Zaten şehirlerin ömrünün yanında insan ömrü nedir ki? Belki zamana direnecek, gelecekte de okunacak bir Diyarbakır kitabı yazıyorum. Bitirmek üzereyim. Bu kitabım birkaç aya kadar İletişim Yayınları’ndan çıkacak. Sonra yeni, ikinci bir roman olacak ve ömrüm vefa ederse sırada başka dosyalar da var.
Zeki Çelik
DEVE DERGİSİ Eylül 2013
YORUMLAR
Bazen bu nefti yaşanmışlıkları okuyunca uzun uzun bir düşünce alıyor beni ister istemez.

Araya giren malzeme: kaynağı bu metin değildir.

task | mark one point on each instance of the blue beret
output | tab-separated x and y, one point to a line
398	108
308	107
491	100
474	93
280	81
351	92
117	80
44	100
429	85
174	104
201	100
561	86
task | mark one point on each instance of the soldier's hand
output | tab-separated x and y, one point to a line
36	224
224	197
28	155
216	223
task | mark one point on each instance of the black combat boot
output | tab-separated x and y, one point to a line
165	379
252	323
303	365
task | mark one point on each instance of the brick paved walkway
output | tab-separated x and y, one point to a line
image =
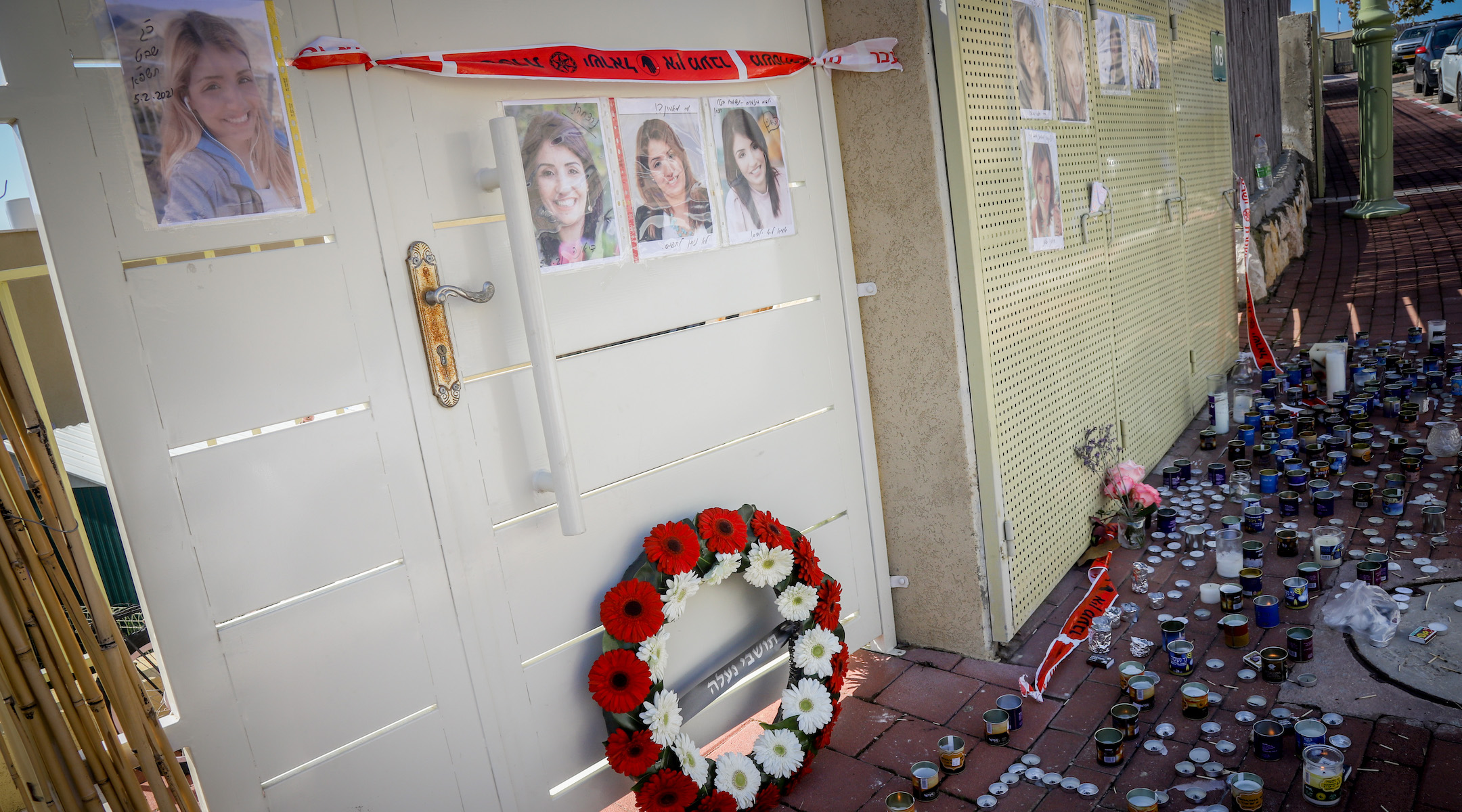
1360	275
1371	275
1382	276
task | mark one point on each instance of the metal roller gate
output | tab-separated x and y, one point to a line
1120	325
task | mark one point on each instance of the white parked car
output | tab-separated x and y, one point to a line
1449	73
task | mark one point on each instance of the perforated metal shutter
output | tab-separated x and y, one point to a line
1207	170
1097	334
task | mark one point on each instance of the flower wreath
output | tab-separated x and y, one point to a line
629	679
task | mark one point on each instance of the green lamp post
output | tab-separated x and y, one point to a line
1373	35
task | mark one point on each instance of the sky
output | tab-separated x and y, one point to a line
1331	22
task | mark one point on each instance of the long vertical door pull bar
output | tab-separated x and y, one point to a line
524	243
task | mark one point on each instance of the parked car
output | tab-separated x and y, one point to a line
1424	76
1449	73
1404	47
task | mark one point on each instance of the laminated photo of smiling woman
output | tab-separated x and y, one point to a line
755	176
568	185
221	154
664	161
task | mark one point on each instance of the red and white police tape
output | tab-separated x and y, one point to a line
577	63
1078	627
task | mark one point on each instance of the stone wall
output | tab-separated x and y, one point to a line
912	330
1280	235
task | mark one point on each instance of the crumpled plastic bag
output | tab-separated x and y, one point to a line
1363	611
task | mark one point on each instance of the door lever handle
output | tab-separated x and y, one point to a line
441	296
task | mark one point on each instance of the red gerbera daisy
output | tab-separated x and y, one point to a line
807	568
717	802
632	611
723	529
632	754
673	548
829	605
669	790
766	799
619	681
771	531
825	735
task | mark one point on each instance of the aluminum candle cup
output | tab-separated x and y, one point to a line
1363	494
1217	474
1173	630
1110	750
898	802
998	727
1268	736
1144	691
1300	641
1195	700
1126	672
1252	580
1309	732
1247	790
1236	631
1184	469
952	755
1287	542
1295	593
1392	501
1255	520
1011	703
1143	800
1323	504
1125	719
1290	500
1328	545
926	780
1274	667
1266	611
1255	551
1433	520
1369	571
1310	571
1322	774
1180	658
1385	566
1231	597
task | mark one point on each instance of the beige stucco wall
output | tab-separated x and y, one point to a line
898	206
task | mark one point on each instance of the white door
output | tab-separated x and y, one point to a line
376	610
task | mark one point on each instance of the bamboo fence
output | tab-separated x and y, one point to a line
79	729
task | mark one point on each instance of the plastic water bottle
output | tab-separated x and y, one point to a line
1261	162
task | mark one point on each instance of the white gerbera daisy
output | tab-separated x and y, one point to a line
810	703
692	763
797	602
815	649
727	564
655	653
678	592
738	777
768	566
780	752
663	717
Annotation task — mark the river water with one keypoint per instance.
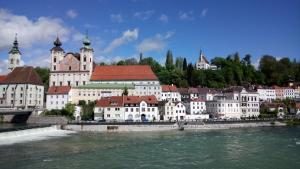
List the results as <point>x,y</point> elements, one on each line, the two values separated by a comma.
<point>261,148</point>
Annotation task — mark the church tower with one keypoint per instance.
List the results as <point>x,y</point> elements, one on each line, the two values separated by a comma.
<point>86,56</point>
<point>57,54</point>
<point>14,58</point>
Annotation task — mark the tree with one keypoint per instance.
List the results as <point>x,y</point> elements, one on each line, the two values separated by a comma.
<point>169,60</point>
<point>184,66</point>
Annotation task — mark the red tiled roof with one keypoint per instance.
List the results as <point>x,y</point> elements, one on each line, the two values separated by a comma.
<point>23,75</point>
<point>58,90</point>
<point>2,77</point>
<point>169,88</point>
<point>129,72</point>
<point>119,101</point>
<point>197,100</point>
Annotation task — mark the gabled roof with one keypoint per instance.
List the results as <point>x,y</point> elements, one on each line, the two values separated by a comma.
<point>23,75</point>
<point>120,101</point>
<point>169,88</point>
<point>121,73</point>
<point>58,90</point>
<point>2,77</point>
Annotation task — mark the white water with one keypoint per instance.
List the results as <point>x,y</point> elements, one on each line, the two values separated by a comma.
<point>21,136</point>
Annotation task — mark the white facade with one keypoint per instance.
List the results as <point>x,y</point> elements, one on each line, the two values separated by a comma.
<point>21,96</point>
<point>266,94</point>
<point>197,106</point>
<point>141,88</point>
<point>56,101</point>
<point>174,111</point>
<point>224,108</point>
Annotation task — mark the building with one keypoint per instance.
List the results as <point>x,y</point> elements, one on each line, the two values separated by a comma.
<point>71,69</point>
<point>96,91</point>
<point>57,97</point>
<point>203,64</point>
<point>173,111</point>
<point>142,77</point>
<point>14,57</point>
<point>127,108</point>
<point>224,107</point>
<point>197,106</point>
<point>249,100</point>
<point>170,92</point>
<point>266,94</point>
<point>22,88</point>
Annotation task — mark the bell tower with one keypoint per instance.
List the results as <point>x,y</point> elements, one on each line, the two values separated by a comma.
<point>14,58</point>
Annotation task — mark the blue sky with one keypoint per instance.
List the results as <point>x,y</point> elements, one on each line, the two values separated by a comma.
<point>122,28</point>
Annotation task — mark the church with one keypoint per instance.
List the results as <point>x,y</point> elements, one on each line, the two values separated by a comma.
<point>71,69</point>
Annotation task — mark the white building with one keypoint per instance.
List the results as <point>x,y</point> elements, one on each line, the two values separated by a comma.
<point>222,107</point>
<point>57,97</point>
<point>22,88</point>
<point>249,100</point>
<point>127,108</point>
<point>203,64</point>
<point>170,92</point>
<point>141,76</point>
<point>174,111</point>
<point>14,57</point>
<point>71,69</point>
<point>197,106</point>
<point>266,94</point>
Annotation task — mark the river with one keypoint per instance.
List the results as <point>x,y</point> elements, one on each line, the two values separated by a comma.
<point>261,148</point>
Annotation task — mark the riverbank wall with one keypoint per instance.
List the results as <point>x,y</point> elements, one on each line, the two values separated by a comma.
<point>162,127</point>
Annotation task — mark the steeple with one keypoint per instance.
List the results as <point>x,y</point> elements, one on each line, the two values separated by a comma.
<point>57,45</point>
<point>86,42</point>
<point>15,48</point>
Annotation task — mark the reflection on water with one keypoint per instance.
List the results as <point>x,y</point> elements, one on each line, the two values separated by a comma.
<point>237,148</point>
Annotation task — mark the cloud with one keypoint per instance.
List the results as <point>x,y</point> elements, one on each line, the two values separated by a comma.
<point>128,36</point>
<point>116,18</point>
<point>30,32</point>
<point>204,12</point>
<point>71,13</point>
<point>187,16</point>
<point>163,18</point>
<point>145,15</point>
<point>156,43</point>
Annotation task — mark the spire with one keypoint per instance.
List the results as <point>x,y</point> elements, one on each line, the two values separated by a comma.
<point>15,48</point>
<point>57,42</point>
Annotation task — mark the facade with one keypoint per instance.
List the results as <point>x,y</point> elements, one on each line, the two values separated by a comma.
<point>141,76</point>
<point>71,69</point>
<point>224,107</point>
<point>22,88</point>
<point>266,94</point>
<point>95,91</point>
<point>14,57</point>
<point>127,108</point>
<point>197,106</point>
<point>57,97</point>
<point>170,92</point>
<point>174,111</point>
<point>203,64</point>
<point>249,100</point>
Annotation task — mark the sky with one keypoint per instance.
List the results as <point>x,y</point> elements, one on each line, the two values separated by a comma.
<point>120,29</point>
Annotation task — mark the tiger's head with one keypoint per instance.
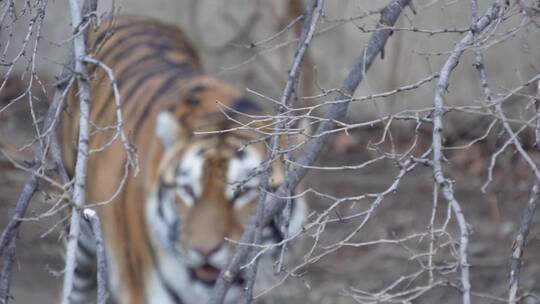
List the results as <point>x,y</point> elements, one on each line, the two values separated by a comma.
<point>207,185</point>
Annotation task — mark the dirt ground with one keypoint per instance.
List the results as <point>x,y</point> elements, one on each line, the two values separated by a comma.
<point>493,219</point>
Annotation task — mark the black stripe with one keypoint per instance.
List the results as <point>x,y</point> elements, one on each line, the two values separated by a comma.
<point>178,75</point>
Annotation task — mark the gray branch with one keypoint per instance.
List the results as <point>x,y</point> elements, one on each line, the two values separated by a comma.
<point>274,205</point>
<point>79,190</point>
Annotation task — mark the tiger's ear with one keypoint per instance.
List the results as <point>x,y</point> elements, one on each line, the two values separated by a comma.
<point>167,129</point>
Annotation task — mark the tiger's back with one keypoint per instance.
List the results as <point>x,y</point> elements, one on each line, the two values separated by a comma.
<point>165,227</point>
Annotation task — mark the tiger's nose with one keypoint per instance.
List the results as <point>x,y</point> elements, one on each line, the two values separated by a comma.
<point>207,250</point>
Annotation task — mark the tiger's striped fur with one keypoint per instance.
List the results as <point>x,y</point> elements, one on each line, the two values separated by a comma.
<point>165,230</point>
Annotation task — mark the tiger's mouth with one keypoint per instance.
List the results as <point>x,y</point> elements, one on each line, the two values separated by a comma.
<point>208,275</point>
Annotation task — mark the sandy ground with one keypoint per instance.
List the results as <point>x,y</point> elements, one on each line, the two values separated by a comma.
<point>493,221</point>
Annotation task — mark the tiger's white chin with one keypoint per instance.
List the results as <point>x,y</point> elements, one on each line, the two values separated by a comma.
<point>191,284</point>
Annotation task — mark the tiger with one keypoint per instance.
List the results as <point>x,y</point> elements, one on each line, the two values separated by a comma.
<point>170,229</point>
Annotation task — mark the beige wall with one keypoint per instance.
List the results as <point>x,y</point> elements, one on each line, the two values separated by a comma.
<point>509,63</point>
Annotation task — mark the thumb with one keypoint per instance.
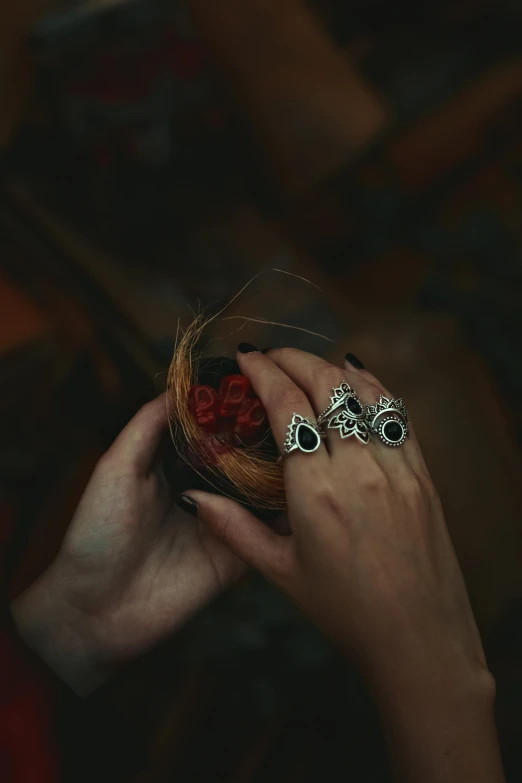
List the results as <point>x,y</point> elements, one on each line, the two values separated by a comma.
<point>249,538</point>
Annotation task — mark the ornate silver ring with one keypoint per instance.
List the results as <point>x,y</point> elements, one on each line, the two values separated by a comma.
<point>303,435</point>
<point>346,413</point>
<point>388,420</point>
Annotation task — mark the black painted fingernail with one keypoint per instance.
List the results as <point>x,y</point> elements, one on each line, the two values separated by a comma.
<point>354,361</point>
<point>188,505</point>
<point>247,348</point>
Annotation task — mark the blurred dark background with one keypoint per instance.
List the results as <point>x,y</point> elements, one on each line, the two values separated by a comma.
<point>156,154</point>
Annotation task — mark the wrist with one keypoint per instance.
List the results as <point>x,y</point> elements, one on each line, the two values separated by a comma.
<point>58,634</point>
<point>442,729</point>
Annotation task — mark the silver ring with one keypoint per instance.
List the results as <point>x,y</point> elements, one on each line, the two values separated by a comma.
<point>388,420</point>
<point>351,420</point>
<point>303,435</point>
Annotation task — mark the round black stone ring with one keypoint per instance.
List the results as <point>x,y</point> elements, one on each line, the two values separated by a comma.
<point>303,435</point>
<point>388,420</point>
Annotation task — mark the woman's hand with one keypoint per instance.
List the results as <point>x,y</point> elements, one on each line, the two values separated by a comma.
<point>132,568</point>
<point>370,561</point>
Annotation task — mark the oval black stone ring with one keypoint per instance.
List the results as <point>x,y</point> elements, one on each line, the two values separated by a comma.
<point>388,420</point>
<point>303,435</point>
<point>346,413</point>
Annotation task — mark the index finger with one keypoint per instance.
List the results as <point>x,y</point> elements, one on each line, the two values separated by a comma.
<point>281,398</point>
<point>138,443</point>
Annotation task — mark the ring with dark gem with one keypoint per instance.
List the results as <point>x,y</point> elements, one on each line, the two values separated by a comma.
<point>388,420</point>
<point>303,435</point>
<point>351,419</point>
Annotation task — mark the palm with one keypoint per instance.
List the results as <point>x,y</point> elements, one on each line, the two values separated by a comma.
<point>185,568</point>
<point>135,566</point>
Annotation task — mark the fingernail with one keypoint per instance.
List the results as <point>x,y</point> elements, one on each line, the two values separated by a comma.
<point>247,348</point>
<point>188,505</point>
<point>354,361</point>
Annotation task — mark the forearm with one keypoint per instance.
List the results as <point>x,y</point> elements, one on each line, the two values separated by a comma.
<point>444,732</point>
<point>53,632</point>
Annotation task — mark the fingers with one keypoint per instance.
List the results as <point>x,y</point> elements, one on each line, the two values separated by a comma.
<point>281,398</point>
<point>137,445</point>
<point>249,538</point>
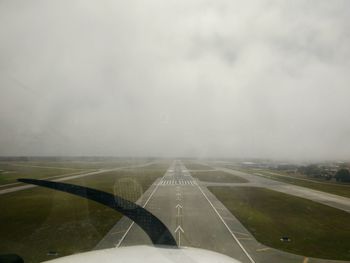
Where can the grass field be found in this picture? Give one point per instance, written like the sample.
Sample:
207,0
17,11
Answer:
338,189
36,221
10,172
218,177
315,230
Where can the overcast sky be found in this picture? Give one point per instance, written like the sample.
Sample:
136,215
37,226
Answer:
266,79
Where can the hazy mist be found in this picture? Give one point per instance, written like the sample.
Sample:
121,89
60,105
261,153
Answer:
195,78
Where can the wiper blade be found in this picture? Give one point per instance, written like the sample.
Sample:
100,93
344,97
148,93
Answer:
154,228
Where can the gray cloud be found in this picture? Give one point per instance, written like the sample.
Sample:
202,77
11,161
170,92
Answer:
175,78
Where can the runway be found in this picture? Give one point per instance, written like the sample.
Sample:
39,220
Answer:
197,219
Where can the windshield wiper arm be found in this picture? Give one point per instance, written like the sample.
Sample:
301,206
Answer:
154,228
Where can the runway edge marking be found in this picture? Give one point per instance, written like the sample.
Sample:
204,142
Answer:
223,221
149,198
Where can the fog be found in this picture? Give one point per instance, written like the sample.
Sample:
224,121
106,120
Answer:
265,79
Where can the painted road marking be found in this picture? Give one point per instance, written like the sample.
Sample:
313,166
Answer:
179,208
179,230
149,198
263,249
223,221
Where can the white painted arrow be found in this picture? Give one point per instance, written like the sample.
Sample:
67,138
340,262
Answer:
179,230
178,206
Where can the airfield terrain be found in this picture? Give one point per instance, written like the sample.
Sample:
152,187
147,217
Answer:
205,205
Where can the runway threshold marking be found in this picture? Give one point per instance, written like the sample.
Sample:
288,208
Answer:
144,205
223,221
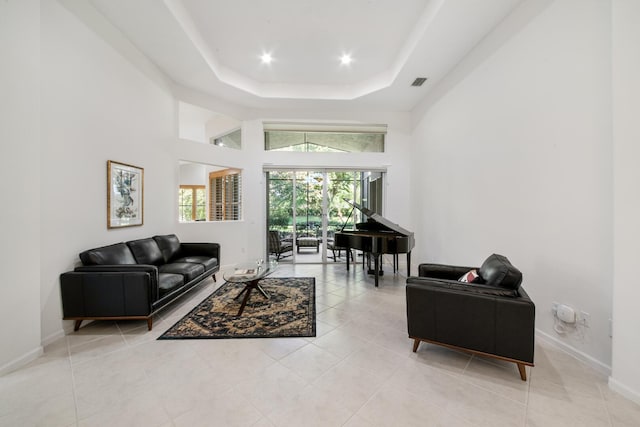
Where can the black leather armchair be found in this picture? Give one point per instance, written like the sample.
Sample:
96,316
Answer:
492,316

Sonra bu gibi şair-yazar-‘ lerin karşısına dikilip bakın ben de şiir yazıyorum diye dikilme
cesaretini nasıl bulacaksın diye sorarım kendime. Belki de bu yüzden böyle şairlerin
mürekkebinden dökülen şiirler dimdik ayakta durabiliyor,kimseye muhtaç kalmadan hem de.
Evet şiirlerinde haklı bir isyan gizli,ancak bu duygudan daha çok ‘’lirik’’ sözcüğü hakim.
Yakışıyor da çok.
Mesela ‘’iyi ki bu düştesin’’ şiirinde yer alan bir dize o kadar duygu dolu ki:
/vurulup düştükçe, düştükçe seni sevmekten caymayacağım
gece insin, el ayak çekilsin gelip kapında ağlayacağım!/
Tabii sadece okumak yetmiyor;dinlemek de gerekir.Tıpkı bu şiirde olduğu gibi.
Şiir.Şiir!..
İnsan olduğunu hatırlıyor insan şiir okurken. Şöyle diyebilirim,böyle zamanlarda insana en çok
lâzım olan şey şüphesiz ‘’sanat’’tır.Yani bir nevi şiirdir,tiyatro ve müziktir.İkinci Dünya Savaş’ında İngiltere’de tiyatro sahnelerinin dolu olması da bu yüzden değil mi? Şimdi bir yandan insanlar
ölürken,bir yandan sanat yapmak imkansız neredeyse.Samimiyet ve ahlak o dünya savaşlarında
büyük bir yara aldı maalesef.
Umudumuz sürsün diye tek sığınağımız gaz maskeleri mi yoksa?
Evet her şeye rağmen şiir.
Burada olmak-yine- güzel Zeki Bey.
Not: Çekilen acının karşısında dik durabilmek böyle bir şey olsa gerek.